Bestanden en mappen in- en uitpakken op de Mac
Gecomprimeerde bestanden nemen minder schijfruimte in beslag dan niet-gecomprimeerde bestanden. Comprimeren is dan ook handig voor het maken van back‑ups van je gegevens of voor het versturen van gegevens via het internet.
Ga in een Finder-venster of op het bureaublad van de Mac als volgt te werk:
Een bestand of map comprimeren: Klik met de Control-toets ingedrukt op het onderdeel en kies 'Comprimeer' uit het contextuele menu.
Als je één onderdeel comprimeert, krijgt het gecomprimeerde bestand de naam van het oorspronkelijke onderdeel met de extensie '.zip'. Als je meerdere onderdelen tegelijk comprimeert, krijgt het gecomprimeerde bestand de naam 'Archief.zip'.
Een gecomprimeerd onderdeel openen (uitpakken): Klik dubbel op het zip-bestand.
Het uitgepakte onderdeel verschijnt in de dezelfde map als het .zip-bestand. Desgewenst kun je het .zip-bestand verwijderen.

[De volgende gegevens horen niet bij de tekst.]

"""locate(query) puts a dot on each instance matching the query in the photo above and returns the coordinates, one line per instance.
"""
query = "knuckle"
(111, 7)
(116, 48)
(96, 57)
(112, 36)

Opmerking: Als je het .zip-bestand niet kunt openen, controleer je of de Mac genoeg ruimte heeft voor het uitgepakte onderdeel. Als je het .zip-bestand van iemand anders hebt ontvangen, is er mogelijk een probleem met het bestand. Vraag de afzender het bestand opnieuw in te pakken en te versturen.